Twilio provides services that allow customers to text with businesses, but its messages have repeatedly been blocked by wireless carriers. According to Twilio, wireless carriers are simply leveraging their monopoly connections to increase the price of text messaging. Twilio has been able to point to a recent study indicating that users overwhelmingly prefer text messages when communicating with brands.
Since Twilio first asked the FCC to unambiguously declare text messaging services as Title II services in August 2015, wireless carriers have opposed the change on the grounds of consumer protection. Wireless carriers point out that they have reduced SMS spam significantly from its peak levels in 2012, and block hundreds of millions of spam text messages daily. The CTIA, an association of wireless carriers, has accused Twilio of “serving as the conduit for spam” and warned of subjecting Americans' smartphones “to the same degree of frivolous and exploitive content that many Americans’ email inboxes are subject to today.”
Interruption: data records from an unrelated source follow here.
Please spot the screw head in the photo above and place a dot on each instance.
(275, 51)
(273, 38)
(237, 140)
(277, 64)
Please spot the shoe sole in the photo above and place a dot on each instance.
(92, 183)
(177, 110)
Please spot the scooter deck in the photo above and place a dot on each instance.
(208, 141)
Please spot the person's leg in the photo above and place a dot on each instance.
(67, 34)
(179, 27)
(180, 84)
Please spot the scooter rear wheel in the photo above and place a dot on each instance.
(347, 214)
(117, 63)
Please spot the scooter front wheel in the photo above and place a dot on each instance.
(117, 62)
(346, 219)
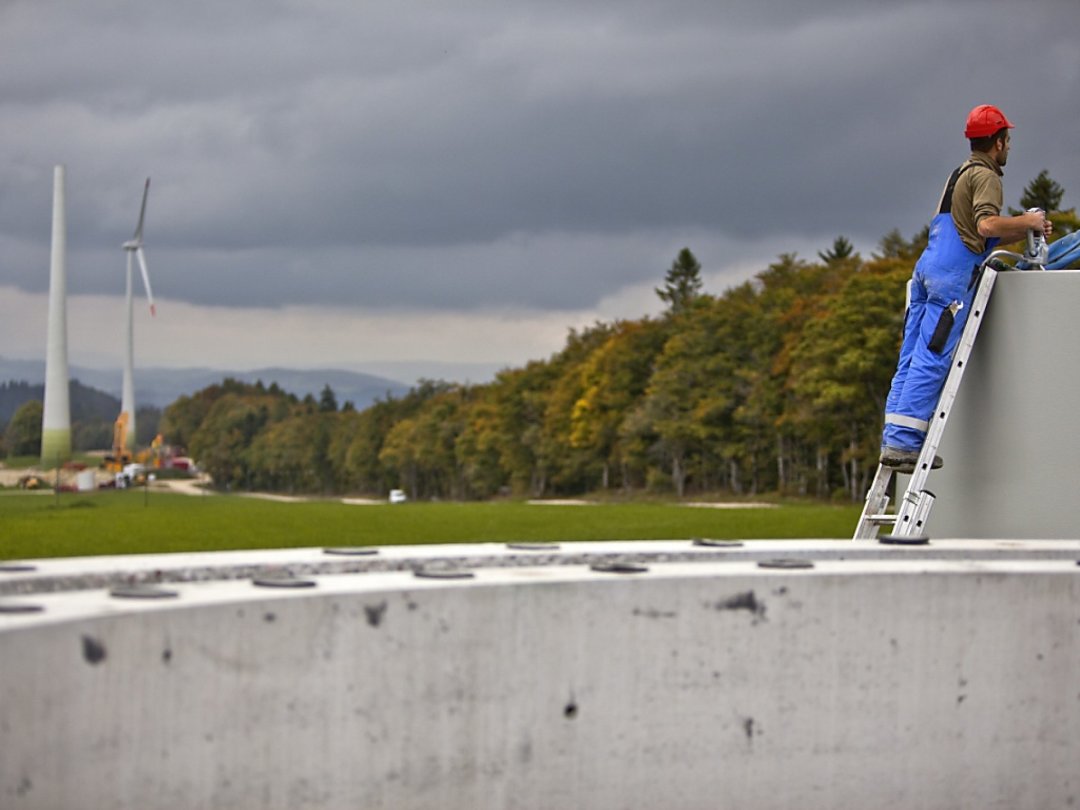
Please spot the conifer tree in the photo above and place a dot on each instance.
(683, 282)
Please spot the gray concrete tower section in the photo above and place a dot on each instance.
(1012, 444)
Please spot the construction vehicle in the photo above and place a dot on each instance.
(120, 456)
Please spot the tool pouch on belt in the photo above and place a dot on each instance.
(944, 327)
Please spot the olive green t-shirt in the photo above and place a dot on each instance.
(977, 193)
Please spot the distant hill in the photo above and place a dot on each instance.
(161, 387)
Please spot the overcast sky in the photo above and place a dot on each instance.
(348, 184)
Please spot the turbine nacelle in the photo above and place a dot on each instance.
(134, 245)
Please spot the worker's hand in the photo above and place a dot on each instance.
(1037, 221)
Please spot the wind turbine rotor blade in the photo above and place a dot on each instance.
(146, 278)
(142, 213)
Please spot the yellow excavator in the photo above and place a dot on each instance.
(120, 456)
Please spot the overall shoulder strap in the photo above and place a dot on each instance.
(946, 206)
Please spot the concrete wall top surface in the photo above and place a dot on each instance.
(66, 574)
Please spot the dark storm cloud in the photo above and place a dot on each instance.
(490, 153)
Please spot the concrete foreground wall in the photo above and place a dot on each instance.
(878, 680)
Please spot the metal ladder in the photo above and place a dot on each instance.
(913, 510)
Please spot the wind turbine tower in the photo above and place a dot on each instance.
(56, 417)
(134, 250)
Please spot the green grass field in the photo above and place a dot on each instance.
(133, 523)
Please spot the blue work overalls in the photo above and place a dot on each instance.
(942, 287)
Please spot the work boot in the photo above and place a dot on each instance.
(904, 461)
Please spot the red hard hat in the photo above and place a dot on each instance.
(984, 121)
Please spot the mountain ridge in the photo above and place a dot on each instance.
(161, 387)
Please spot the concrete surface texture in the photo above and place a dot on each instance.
(1011, 447)
(892, 680)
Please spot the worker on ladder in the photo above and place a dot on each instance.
(966, 228)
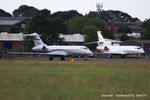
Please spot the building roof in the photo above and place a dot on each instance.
(11, 37)
(72, 38)
(138, 41)
(11, 20)
(110, 40)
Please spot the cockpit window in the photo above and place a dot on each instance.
(138, 48)
(84, 48)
Companies like Remind, an automated text messaging service used by schools to communicate with students and parents, and Nomorobo, a service that blocks unwanted texts, have joined Twilio’s push to put text messaging under net neutrality rules. If they are successful, wireless carriers will no longer be able to block text messages as spam. The companies argue that wireless carriers are illegally blocking messages that users have solicited. The companies also argue that customers can implement and customize their own spam blocking measures. By contrast, last month, the CTIA noted that text messaging remains a trusted communications medium precisely because wireless service providers “have actively managed their platforms to protect consumers from spam or nuisance messages.” The new Chairman of the FCC under President Trump, Ajit Pai, has indicated that he is generally opposed to net neutrality rules.